On Monday, June 25, the Wall Street Journal had a special section on education. A debate featured the argument that too many people are going to college, that the Academy is not an experience for all people as it seems to be today, and that many people don’t have the intelligence to benefit from an academic experience. All true. Yet, the real failure of higher education lies in another direction.

Intelligence is not a perfect predictor of success. It is good, but not as strong as one would think if it were the biggest factor. In fact, the college experience fails many students because it does not teach the kinds of skills that are really predictive of success, skills of courage, compassion, optimism, and connection.

We now know that talent and intelligence are not good predictors of success, but we also know that focused practice, informed by excellent coaching, is. Students who were to learn to practice and work hard, who were to learn how to learn from mentors and coaches would succeed far beyond what would be predicted by their IQ scores. Personality factors of persistence and diligence, of social connection, compassion, and caring about others, habits of thinking optimistically about the future, these will be much more helpful than solving quadratic equations or grasping the thrust of western civilization. They will be infinitely more helpful than classes on diversity. Yet the latter are required and the former are left untouched.

That means something basic and true, that each individual, regardless of “talent” or “intelligence” is completely in charge of her or his education. It means that education is for character, and the notion that somehow a liberal arts education of history, philosophy, and science will somehow convey character is utterly false. It has been known to be false for many years, ever since Paul Johnson began piercing those bubbles, and notwithstanding the Academy’s stubborn loyalty to it, continues to be a dead end.

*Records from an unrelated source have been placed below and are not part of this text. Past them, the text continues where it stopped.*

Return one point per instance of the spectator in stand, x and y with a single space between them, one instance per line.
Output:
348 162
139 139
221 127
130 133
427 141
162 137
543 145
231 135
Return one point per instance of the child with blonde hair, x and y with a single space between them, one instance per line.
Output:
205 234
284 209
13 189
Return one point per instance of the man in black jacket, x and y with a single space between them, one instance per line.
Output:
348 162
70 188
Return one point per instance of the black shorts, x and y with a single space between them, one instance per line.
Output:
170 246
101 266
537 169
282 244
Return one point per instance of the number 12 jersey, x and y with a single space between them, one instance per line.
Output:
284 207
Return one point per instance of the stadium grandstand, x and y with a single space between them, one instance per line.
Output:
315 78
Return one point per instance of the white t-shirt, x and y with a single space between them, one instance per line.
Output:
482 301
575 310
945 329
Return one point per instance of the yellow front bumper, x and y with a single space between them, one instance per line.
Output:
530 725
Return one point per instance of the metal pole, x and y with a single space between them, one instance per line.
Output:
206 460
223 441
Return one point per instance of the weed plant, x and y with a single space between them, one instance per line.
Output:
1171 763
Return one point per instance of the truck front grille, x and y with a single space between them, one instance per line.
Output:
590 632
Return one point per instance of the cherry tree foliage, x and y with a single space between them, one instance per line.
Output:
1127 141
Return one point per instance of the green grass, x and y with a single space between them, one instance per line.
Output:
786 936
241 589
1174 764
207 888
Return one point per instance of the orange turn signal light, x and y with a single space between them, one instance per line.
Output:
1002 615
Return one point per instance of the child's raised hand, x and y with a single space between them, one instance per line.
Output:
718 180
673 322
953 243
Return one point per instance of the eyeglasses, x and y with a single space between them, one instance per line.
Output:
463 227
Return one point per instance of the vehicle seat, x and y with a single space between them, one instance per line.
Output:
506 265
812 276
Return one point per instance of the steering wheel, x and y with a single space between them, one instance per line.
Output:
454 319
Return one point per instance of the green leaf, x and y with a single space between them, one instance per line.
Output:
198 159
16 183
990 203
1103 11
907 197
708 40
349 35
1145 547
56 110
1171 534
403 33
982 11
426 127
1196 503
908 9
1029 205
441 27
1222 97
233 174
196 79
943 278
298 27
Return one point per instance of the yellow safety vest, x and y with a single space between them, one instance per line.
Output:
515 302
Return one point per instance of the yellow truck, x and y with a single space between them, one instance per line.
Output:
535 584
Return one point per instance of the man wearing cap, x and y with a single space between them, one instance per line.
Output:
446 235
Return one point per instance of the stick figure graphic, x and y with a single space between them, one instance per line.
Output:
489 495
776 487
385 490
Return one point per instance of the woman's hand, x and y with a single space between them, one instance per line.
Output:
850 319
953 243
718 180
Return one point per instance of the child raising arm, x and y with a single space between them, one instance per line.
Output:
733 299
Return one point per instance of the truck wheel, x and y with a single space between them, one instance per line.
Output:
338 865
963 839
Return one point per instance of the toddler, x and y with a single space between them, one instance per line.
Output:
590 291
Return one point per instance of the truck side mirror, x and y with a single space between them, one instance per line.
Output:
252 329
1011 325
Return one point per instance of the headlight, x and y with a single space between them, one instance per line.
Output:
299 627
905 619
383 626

The good news is that researchers like K. Anders Eriksen and Marty Seligman are showing the power of character and defining it as a learnable set of skills. While one might say it is time academic education changed to conform, it will not happen. Instead, we outside of education can teach this to our children and grandchildren. The bad news, that college doesn’t prepare one for success, is complimented by the good news that parents can master the components of success and teach them to their children.

Here are specific tools that one can teach the children. First, learn to disagree intelligently, learnt to test basic assumptions, and learn to direct emotion from the intellect. The frontal lobes much dominate the limbic system.

Second, people matter, and children are quite capable of learning compassion and empathy for others and practicing it under difficult circumstances, that is, when others don’t deserve empathy.

Third, hope matters. The habit of seeing the future as full of potential and success is one that will keep our children moving forward when external circumstances tell them to give up and be passive.

Academics will scoff at these simple observations because they sound trite and old-fashioned. Don’t they seem rather like the faith, hope and charity enjoined by biblical teachings? Yes, they are very much like ancient wisdom, and because of that, they are time-tested and sturdy. The fact that contemporary psychological research supports them simply means it took contemporary psychological research a good deal of time to come to its senses.